Chapter 17 Bayesian inference

This chapter deals with Bayesian inference.

The students are expected to acquire the following knowledge:

  • How to set prior distribution.
  • Compute posterior distribution.
  • Compute posterior predictive distribution.
  • Use sampling for inference.

17.1 Conjugate priors

Exercise 17.1 (Poisson-gamma model) Let us assume a Poisson likelihood and a gamma prior on the Poisson mean parameter (this is a conjugate prior).

  1. Derive posterior
  2. Below we have some data, which represents number of goals in a football match. Choose sensible prior for this data (draw the gamma density if necessary), justify it. Compute the posterior. Compute an interval such that the probability that the true mean is in there is 95%. What is the probability that the true mean is greater than 2.5?
  3. Back to theory: Compute prior predictive and posterior predictive. Discuss why the posterior predictive is overdispersed and not Poisson?
  4. Draw a histogram of the prior predictive and posterior predictive for the data from (b). Discuss.
  5. Generate 10 and 100 random samples from a Poisson distribution and compare the posteriors with a flat prior, and a prior concentrated away from the truth.
x <- c(3, 2, 1, 1, 5, 4, 0, 0, 4, 3)

Solution.

  1. \[\begin{align*} p(\lambda | X) &= \frac{p(X | \lambda) p(\lambda)}{\int_0^\infty p(X | \lambda) p(\lambda) d\lambda} \\ &\propto p(X | \lambda) p(\lambda) \\ &= \Big(\prod_{i=1}^n \frac{1}{x_i!} \lambda^{x_i} e^{-\lambda}\Big) \frac{\beta^\alpha}{\Gamma(\alpha)} \lambda^{\alpha - 1} e^{-\beta \lambda} \\ &\propto \lambda^{\sum_{i=1}^n x_i + \alpha - 1} e^{- \lambda (n + \beta)} \\ \end{align*}\] We recognize this as the shape of a gamma distribution, therefore \[\begin{align*} \lambda | X \sim \text{gamma}(\alpha + \sum_{i=1}^n x_i, \beta + n) \end{align*}\]
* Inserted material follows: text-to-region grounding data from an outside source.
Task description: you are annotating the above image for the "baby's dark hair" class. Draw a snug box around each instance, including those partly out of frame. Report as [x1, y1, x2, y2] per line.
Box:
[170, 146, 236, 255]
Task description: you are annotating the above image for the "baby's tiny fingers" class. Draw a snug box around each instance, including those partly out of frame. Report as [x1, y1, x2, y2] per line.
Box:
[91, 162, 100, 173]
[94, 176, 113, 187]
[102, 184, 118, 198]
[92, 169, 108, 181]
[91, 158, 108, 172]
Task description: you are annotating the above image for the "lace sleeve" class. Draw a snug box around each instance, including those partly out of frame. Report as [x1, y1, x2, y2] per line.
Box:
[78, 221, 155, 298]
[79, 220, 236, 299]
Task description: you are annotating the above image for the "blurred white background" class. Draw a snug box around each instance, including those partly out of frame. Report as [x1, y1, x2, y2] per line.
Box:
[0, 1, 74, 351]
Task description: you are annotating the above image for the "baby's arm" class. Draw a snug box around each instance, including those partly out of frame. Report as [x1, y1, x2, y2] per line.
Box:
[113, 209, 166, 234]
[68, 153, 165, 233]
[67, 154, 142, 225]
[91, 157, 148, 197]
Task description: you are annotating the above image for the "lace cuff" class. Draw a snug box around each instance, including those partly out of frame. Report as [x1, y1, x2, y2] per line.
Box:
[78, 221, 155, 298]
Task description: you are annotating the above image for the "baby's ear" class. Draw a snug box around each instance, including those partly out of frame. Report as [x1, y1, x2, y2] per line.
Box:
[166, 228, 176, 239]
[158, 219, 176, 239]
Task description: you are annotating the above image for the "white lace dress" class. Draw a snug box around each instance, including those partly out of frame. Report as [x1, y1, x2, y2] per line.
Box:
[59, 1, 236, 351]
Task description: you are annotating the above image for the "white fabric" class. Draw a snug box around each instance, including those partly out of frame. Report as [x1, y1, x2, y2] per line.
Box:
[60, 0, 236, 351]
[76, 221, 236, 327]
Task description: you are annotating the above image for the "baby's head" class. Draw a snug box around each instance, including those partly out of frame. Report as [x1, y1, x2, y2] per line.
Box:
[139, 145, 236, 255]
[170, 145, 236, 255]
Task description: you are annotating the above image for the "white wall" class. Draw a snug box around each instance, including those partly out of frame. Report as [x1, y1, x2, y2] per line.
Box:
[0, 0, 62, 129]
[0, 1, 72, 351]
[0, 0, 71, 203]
  2. For the prior predictive, we have \[\begin{align*} p(x^*) &= \int_0^\infty p(x^*, \lambda) d\lambda \\ &= \int_0^\infty p(x^* | \lambda) p(\lambda) d\lambda \\ &= \int_0^\infty \frac{1}{x^*!} \lambda^{x^*} e^{-\lambda} \frac{\beta^\alpha}{\Gamma(\alpha)} \lambda^{\alpha - 1} e^{-\beta \lambda} d\lambda \\ &= \frac{\beta^\alpha}{\Gamma(x^* + 1)\Gamma(\alpha)} \int_0^\infty \lambda^{x^* + \alpha - 1} e^{-\lambda (1 + \beta)} d\lambda \\ &= \frac{\beta^\alpha}{\Gamma(x^* + 1)\Gamma(\alpha)} \frac{\Gamma(x^* + \alpha)}{(1 + \beta)^{x^* + \alpha}} \int_0^\infty \frac{(1 + \beta)^{x^* + \alpha}}{\Gamma(x^* + \alpha)} \lambda^{x^* + \alpha - 1} e^{-\lambda (1 + \beta)} d\lambda \\ &= \frac{\beta^\alpha}{\Gamma(x^* + 1)\Gamma(\alpha)} \frac{\Gamma(x^* + \alpha)}{(1 + \beta)^{x^* + \alpha}} \\ &= \frac{\Gamma(x^* + \alpha)}{\Gamma(x^* + 1)\Gamma(\alpha)} (\frac{\beta}{1 + \beta})^\alpha (\frac{1}{1 + \beta})^{x^*}, \end{align*}\] which we recognize as the negative binomial distribution with \(r = \alpha\) and \(p = \frac{1}{\beta + 1}\). For the posterior predictive, the calculation is the same, only now the parameters are \(r = \alpha + \sum_{i=1}^n x_i\) and \(p = \frac{1}{\beta + n + 1}\). There are two sources of uncertainty in the predictive distribution. First is the uncertainty about the population. Second is the variability in sampling from the population. When \(n\) is large, the latter is going to be very small. But when \(n\) is small, the latter is going to be higher, resulting in an overdispersed predictive distribution.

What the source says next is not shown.